Recently I’ve been venturing more and more into the world of data science and machine learning, and I’ve come across a lot of helpful utilities that have made my world way easier. I’m assuming, if you’re reading this post about data science, that you’ve at least heard of python and Anaconda and why those are so useful. This post won’t cover python or Anaconda, but will move forward a bit and focus on organizing your projects.

I’d like to introduce my newest favorite github repo, CookieCutter. Installation is a breeze through anaconda, just use a simple conda install after adding the conda-forge channel:

CookieCutter Installation Screenshot

A few minutes later, you’ll press y to confirm the changes that conda install wants to perform to your environment, and you’ll be all set.

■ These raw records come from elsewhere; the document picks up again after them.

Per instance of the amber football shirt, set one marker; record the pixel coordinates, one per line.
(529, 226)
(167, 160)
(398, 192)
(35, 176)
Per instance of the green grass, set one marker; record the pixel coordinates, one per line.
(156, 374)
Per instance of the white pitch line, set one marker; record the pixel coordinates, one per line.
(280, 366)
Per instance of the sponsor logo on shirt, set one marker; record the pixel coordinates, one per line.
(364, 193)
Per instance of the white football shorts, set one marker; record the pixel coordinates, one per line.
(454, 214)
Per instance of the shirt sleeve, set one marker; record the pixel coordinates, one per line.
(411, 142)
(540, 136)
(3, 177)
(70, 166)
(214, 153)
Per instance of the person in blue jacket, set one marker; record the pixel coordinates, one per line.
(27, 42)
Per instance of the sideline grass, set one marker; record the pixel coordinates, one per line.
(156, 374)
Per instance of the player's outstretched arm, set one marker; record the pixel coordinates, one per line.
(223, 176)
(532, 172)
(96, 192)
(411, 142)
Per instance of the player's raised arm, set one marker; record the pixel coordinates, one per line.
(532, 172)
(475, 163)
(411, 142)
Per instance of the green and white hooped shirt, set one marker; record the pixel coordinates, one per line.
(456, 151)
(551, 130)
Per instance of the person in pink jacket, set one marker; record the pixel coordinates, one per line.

Moving forward, let’s create our own data science project. Thankfully, this is a simple one liner as well:

cookiecutter https://github.com/drivendata/cookiecutter-data-science

You’ll then be asked a few pieces of information, as follows:

project_name:
repo_name:
author_name:
description:
Select open_source_license:
1 - MIT
2 - BSD-3-Clause
3 - No license file
Choose from 1, 2, 3:
s3_bucket:
aws_profile:
Select python_interpreter:
1 - python
2 - python3
Choose from 1, 2:

After filling out the appropriate info, you’ll see that the console spits out information about the data structure that has been created. You could poke around through all the files and folders, but I’ve found that the best overview for the stuff that’s created is actually in the github’s readme project here:

├── LICENSE
├── Makefile           <- Makefile with commands like `make data` or `make train`
├── README.md          <- The top-level README for developers using this project.
├── data
│   ├── external       <- Data from third party sources.
│   ├── interim        <- Intermediate data that has been transformed.
│   ├── processed      <- The final, canonical data sets for modeling.
│   └── raw            <- The original, immutable data dump.
│
├── docs               <- A default Sphinx project; see sphinx-doc.org for details
│
├── models             <- Trained and serialized models, model predictions, or model summaries
│
├── notebooks          <- Jupyter notebooks. Naming convention is a number (for ordering),
│                         the creator's initials, and a short `-` delimited description, e.g.
│                         `1.0-jqp-initial-data-exploration`.
│
├── references         <- Data dictionaries, manuals, and all other explanatory materials.
│
├── reports            <- Generated analysis as HTML, PDF, LaTeX, etc.
│   └── figures        <- Generated graphics and figures to be used in reporting
│
├── requirements.txt   <- The requirements file for reproducing the analysis environment, e.g.
│                         generated with `pip freeze > requirements.txt`
│
├── src                <- Source code for use in this project.
│   ├── __init__.py    <- Makes src a Python module
│   │
│   ├── data           <- Scripts to download or generate data
│   │   └── make_dataset.py
│   │
│   ├── features       <- Scripts to turn raw data into features for modeling
│   │   └── build_features.py
│   │
│   ├── models         <- Scripts to train models and then use trained models to make
│   │   │                 predictions
│   │   ├── predict_model.py
│   │   └── train_model.py
│   │
│   └── visualization  <- Scripts to create exploratory and results oriented visualizations
│       └── visualize.py
│
└── tox.ini            <- tox file with settings for running tox; see tox.testrun.org

Next, as with all great projects, we’ll want to use a versioning control system like git. To load the data science project to git, we’ll use the following few commands:

git init <- this initializes the folder as a git repository. git add . <- this adds all the files to the git repo git commit -m "initial commit" <- this creates a git commit (think a “save point”) to be loaded git remote add origin git@github.com:<username>/<repo> <- this can be found in your github after you’ve created a new repository, and this configures git to add the “remote origin” which is basically where your data is “saved” in git. git push origin master <- this loads all your data into git.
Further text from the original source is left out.